Slippery Slope – exaggerating the possible future consequences of an action.

If a person stands on a slippery slope, then one small misstep can force him to fall or begin the avalanche that causes havoc or destruction down the hill.  The slippery slope fallacy occurs when an argument exaggerates the possible future consequences of an action, usually with the intention of frightening the audience; hence, slippery slope arguments are forms of the scare tactic.  Slippery slope fallacies differ in that their arguments actually contain valid cause/effect relationships, but they are linked together loosely in a long chain of possible events.


Although one specific sequence of events might occur exactly as the speaker predicts, the odds of a long sequence of events occurring as predicted drop off dramatically when each new link is added to the chain of proposed events.  If any one link is disproved or is discovered to be circumstantial, then the entire argument falls.

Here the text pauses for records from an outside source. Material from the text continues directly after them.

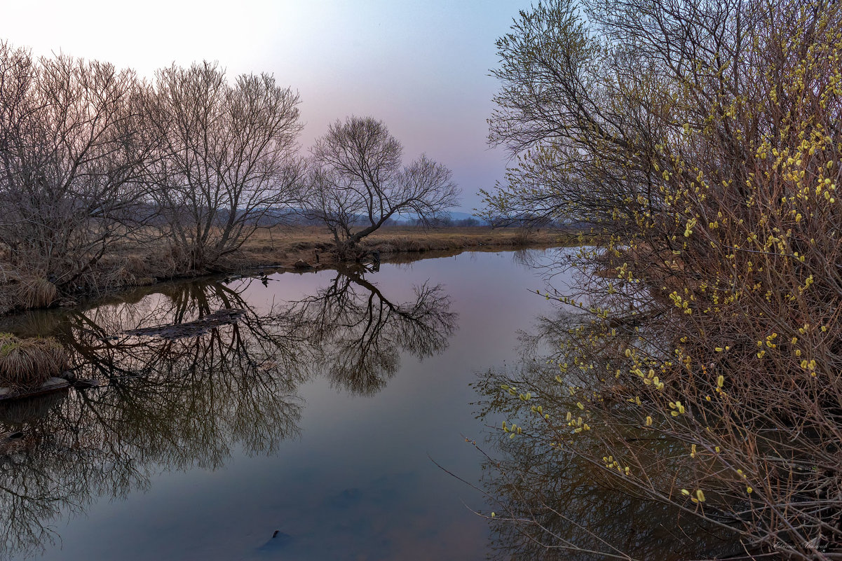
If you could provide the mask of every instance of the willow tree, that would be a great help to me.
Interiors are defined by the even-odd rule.
[[[3,282],[23,304],[115,280],[120,263],[104,256],[150,215],[144,92],[132,71],[0,42]]]
[[[156,199],[176,261],[212,269],[291,200],[298,94],[267,74],[231,84],[208,62],[162,70],[155,87]]]
[[[823,0],[555,0],[498,42],[518,161],[488,212],[604,233],[587,304],[559,296],[590,316],[558,331],[575,401],[542,393],[536,430],[753,553],[842,543],[840,37]]]
[[[403,147],[382,121],[349,117],[330,125],[311,149],[300,204],[323,223],[342,258],[390,218],[429,225],[457,203],[459,188],[445,166],[426,156],[402,164]]]

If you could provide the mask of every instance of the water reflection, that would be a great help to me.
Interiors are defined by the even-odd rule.
[[[641,492],[637,479],[616,477],[606,470],[607,460],[599,461],[611,453],[607,443],[621,441],[636,460],[636,474],[648,481],[667,480],[685,468],[686,453],[678,442],[591,416],[584,421],[598,429],[573,433],[563,416],[546,419],[542,411],[533,410],[541,403],[554,414],[575,411],[573,420],[585,415],[578,407],[580,398],[568,391],[574,378],[562,374],[568,378],[559,384],[557,368],[547,366],[565,363],[557,342],[579,325],[581,317],[569,311],[541,318],[535,330],[521,335],[520,362],[489,370],[475,384],[482,396],[482,416],[504,418],[523,431],[514,438],[490,431],[480,447],[488,453],[483,488],[495,501],[493,558],[743,558],[737,557],[735,533],[706,525],[667,500],[653,500]],[[515,395],[529,393],[534,400],[513,399],[501,386],[516,388]]]
[[[411,302],[395,304],[365,280],[365,269],[346,268],[313,296],[282,312],[310,341],[331,384],[370,395],[400,367],[402,352],[424,358],[447,347],[456,315],[440,286],[414,287]]]
[[[43,549],[61,514],[147,489],[163,470],[276,451],[298,434],[296,390],[314,376],[370,394],[402,352],[447,347],[456,316],[440,287],[396,304],[365,273],[338,272],[264,309],[247,300],[253,281],[205,281],[16,318],[13,331],[56,337],[75,376],[103,386],[0,405],[0,558]]]

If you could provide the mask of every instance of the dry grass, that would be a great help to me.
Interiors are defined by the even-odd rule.
[[[64,348],[51,337],[19,339],[0,334],[0,385],[36,388],[67,366]]]
[[[440,228],[424,230],[411,226],[385,226],[360,243],[363,249],[380,251],[384,261],[402,252],[452,251],[470,248],[509,248],[524,246],[551,246],[576,243],[576,236],[559,230],[525,232],[517,229],[488,227]],[[333,262],[333,239],[317,226],[268,228],[258,230],[232,261],[244,266],[291,267],[299,259],[316,263]]]
[[[379,251],[384,262],[425,251],[480,251],[524,246],[549,247],[579,243],[578,237],[560,230],[526,231],[488,227],[424,230],[411,226],[385,226],[360,243],[363,251]],[[32,271],[8,271],[0,279],[0,315],[10,311],[61,304],[62,296],[103,294],[159,280],[195,276],[203,273],[237,271],[253,267],[292,267],[301,260],[316,266],[331,266],[336,259],[333,240],[319,226],[283,226],[257,230],[236,252],[225,256],[212,271],[185,271],[166,240],[157,238],[145,245],[127,241],[115,253],[103,256],[96,267],[74,281],[70,293],[61,294],[55,284]],[[0,262],[4,256],[0,254]],[[37,267],[35,267],[37,268]],[[67,287],[63,288],[67,290]]]

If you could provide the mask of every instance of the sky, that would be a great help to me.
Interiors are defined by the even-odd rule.
[[[456,210],[502,179],[487,143],[498,87],[495,40],[528,0],[0,0],[0,40],[151,77],[175,62],[217,61],[229,78],[269,72],[301,95],[306,149],[349,115],[383,120],[404,146],[454,172]]]

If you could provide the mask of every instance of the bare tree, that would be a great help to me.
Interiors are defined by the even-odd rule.
[[[300,204],[328,226],[341,258],[392,217],[429,225],[456,204],[450,170],[426,156],[402,167],[401,143],[371,117],[336,121],[311,152]]]
[[[184,267],[212,269],[289,202],[298,94],[267,74],[234,85],[204,62],[157,74],[152,114],[164,139],[156,196]]]
[[[101,280],[100,259],[148,216],[143,88],[131,71],[0,43],[0,241],[5,273],[50,288],[35,300]]]

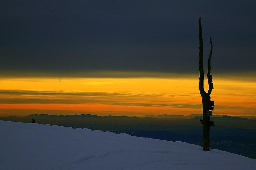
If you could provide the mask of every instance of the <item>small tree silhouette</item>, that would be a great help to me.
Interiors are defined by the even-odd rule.
[[[36,123],[36,120],[35,120],[35,118],[34,118],[34,117],[33,117],[33,118],[32,119],[32,120],[31,121],[31,123]]]
[[[199,77],[199,90],[202,96],[203,103],[203,120],[200,120],[201,124],[203,125],[203,148],[204,151],[210,151],[210,125],[215,126],[213,122],[210,121],[210,116],[212,116],[214,102],[209,100],[211,99],[210,95],[212,93],[212,89],[213,89],[213,83],[212,82],[212,76],[211,75],[211,59],[212,53],[212,37],[210,37],[211,51],[208,59],[208,71],[207,78],[209,89],[207,92],[205,92],[204,89],[204,61],[203,55],[203,34],[201,23],[201,18],[199,18],[199,71],[200,76]]]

An anti-drug advocate speaks: “Cigarettes should be banned!  Children who start smoking cigarettes will then move on to marijuana, which is a gateway drug to all the others.  Once a kid starts smoking dope, he’ll get curious and then try cocaine, then LSD, and then heroin and crack.  Cigarettes are the gateway to death.”

Anti-drug campaigns often argued that cigarettes are just one example of “gateway drugs” — harmful, yet weaker, substances that “open the gate” to harder drug use.  They argued that teens who smoke cigarettes are more likely to try marijuana; likewise, pot smokers are more apt to try cocaine, then heroin, and so on.  Although statistics certainly suggest a correlation between cigarette smoking and other “at risk” behaviors, a child who tries a cigarette is not going to become a heroin user (most likely).  To suggest otherwise commits the slippery slope fallacy.  Ideas and actions do have consequences, but they are not always as dire (or as predictable) as the authors of the slippery slope tactic would have us believe.


A National Rifle Association president might say: “We have to support our Second Amendment rights to bear arms.  As soon as guns are made illegal, suddenly you’ll find the government taking more and more of our rights away until we are all slaves to the state.  If we lose our Second Amendment rights, the others will follow, one by one.  Therefore, support the NRA before the government robs us all!”

Many people fear our government’s increasing intrusion into our privacy: laws tell us who we can marry (straight people only), what kinds of sex are allowed in our with our spouses bedrooms, and who gets to see our credit card information when we buy something on eBay.  True, each new law brings a tighter restriction on our freedom, but to suggest that government regulation necessarily leads to more regulation in the future is impossible to prove.  Remember, what can’t be proven cannot be considered valid.  Yes, our freedoms are restricted every day, but does that mean that we will all be slaves to the state in 10 years’ time?  Hardly.  People who believe this are overreacting, based on their fears and perceptions.  Nobody can predict the future with any certainty.


A panicked citizen asserts: “Legalizing assisted suicide will lead to murder of the old and the mentally handicapped.”

This person is suggesting that legalizing the right of a dying individual to control the manner of one’s death will lead to future laws legalizing the murder of the sick and old.  However, the links between these two scenarios are weak, if not nonexistent.  Most of us would be surprised if such inhumane laws as harming the handicapped ever became seriously considered by lawmakers.

Public acceptance of assisted suicide in Oregon have made the case for euthanasia stronger, but any real change in society usually takes two to three generations to manifest itself.  Laws as serious as these are never made arbitrarily.  People always have time to protest any new laws that seriously affect our lives.  We are not going to see sweeping, radical changes in our laws overnight.